Optimization of conjugate formation during in vitrotranslation
Recovered mRNA-tag was subjected to in vitro translation using a
commercial cell-free PUREfrex 1.0 kit to form mRNA-peptide conjugates.
PUREfrex is known for its high purity for eliminating nucleases and
proteases and thus ideal for the application for mRNA display. Indeed,
throughout our experiment we never encountered mRNA-tag degradation
during the translation reaction. The formation rate of the mRNA-peptide
conjugate also depends on the incubation conditions during and after the
translation to promote efficient incorporation of puromycin to the
stalled ribosome at the mRNA-DNA boundary. Previous studies have applied
rare codons at the 3’ end of mRNA coding region (Nagumo et al., 2016) or
used long linker in the DNA tag (Naimuddin & Kubo, 2016) to improve the
conjugate formation. In this study, we have adopted both of these
features by placing rare GGA codon at the 3’ end and included polyA (18
nt) in the puromycin-FITC DNA tag.
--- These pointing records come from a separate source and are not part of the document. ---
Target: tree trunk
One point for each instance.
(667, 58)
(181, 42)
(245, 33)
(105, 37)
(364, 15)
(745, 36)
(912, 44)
By using the gel purified 10aa-random
mRNA-tag as a substrate, we carried out the optimization of conjugate
formation via iteration of three different parameters: translation time,
salt mix (KCl and MgCl2) concentration, and incubation
time after salt addition. Translation time reflects the ribosome
loading, translation of the coding region which ends up stalling at the
3’ end due to lack of stop codon. We tested translation at 37 ℃ from 0
to 60 minutes and found that 5 minutes of translation is sufficient to
reach over 40% conjugate formation and the extent of conjugation does
not significantly increase with longer incubation times (Figure 2A).
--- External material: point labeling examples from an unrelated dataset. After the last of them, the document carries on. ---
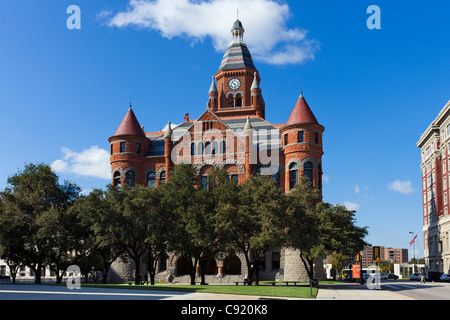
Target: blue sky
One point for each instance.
(64, 92)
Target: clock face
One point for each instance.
(234, 84)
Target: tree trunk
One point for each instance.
(309, 266)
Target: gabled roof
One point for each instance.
(130, 126)
(302, 113)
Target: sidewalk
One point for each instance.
(352, 291)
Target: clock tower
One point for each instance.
(237, 91)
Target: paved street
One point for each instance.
(390, 290)
(416, 290)
(43, 292)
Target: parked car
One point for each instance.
(392, 276)
(415, 276)
(445, 277)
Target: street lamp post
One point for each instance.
(414, 253)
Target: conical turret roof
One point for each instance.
(302, 113)
(130, 126)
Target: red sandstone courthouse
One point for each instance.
(231, 133)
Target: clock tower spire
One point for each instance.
(236, 80)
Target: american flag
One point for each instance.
(413, 240)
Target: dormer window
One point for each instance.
(238, 101)
(230, 100)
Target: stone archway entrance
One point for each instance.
(183, 266)
(211, 267)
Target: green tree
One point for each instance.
(251, 217)
(97, 219)
(193, 236)
(31, 195)
(129, 211)
(317, 229)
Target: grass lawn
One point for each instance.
(261, 290)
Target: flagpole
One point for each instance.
(414, 252)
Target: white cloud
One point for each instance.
(92, 162)
(269, 38)
(404, 187)
(352, 206)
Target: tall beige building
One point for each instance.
(434, 147)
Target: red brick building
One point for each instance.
(231, 133)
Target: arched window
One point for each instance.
(151, 178)
(276, 174)
(205, 182)
(224, 147)
(131, 178)
(238, 100)
(307, 170)
(117, 179)
(215, 148)
(320, 176)
(293, 175)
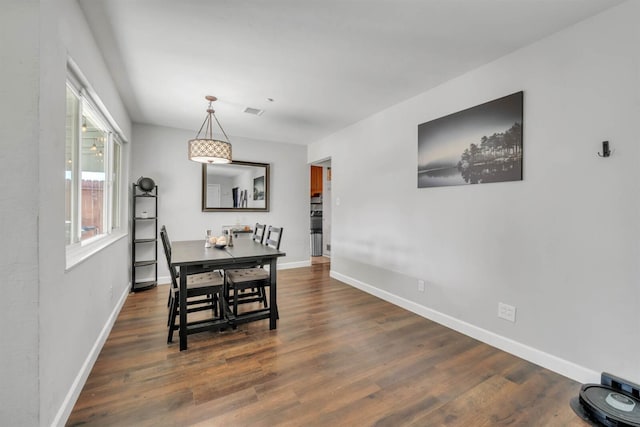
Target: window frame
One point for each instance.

Next, various salt mix concentrations were tested during post
translation incubation. Previously, a high concentration of KCl has been
shown to improve the accessibility of ribosome-bound peptidyl-tRNA to
puromycin (Van Der Mast & Bloemers, 1973) and has been adopted in the
recent mRNA and cDNA display methods (Naimuddin & Kubo, 2016; Seelig,
2011; Yamaguchi et al., 2009). We found that without salt addition,
conjugate formation is less than 10%, however the addition of 32.5 mM
MgCl2 and 375 mM KCl greatly increased the formation
rate to above 40% (Figure 2B). Furthermore, we found the incubation
time after salt mix addition to be important for puromycin to react with
peptidyl-tRNA to form covalent link between mRNA and peptide. Here, 60
minutes of incubation at 37℃ gave the highest yield with a formation
rate of 48.5% (Figure 2C). With the above optimized condition,
mRNA-peptide conjugates were synthesized, and gel purified from the
SDS-urea polyacrylamide gel. Throughout all conditions we tested, we did
not observe any mRNA degradation nor mRNA-peptide conjugate degradation
during the translation and incubation steps (Figure 2A and 2C).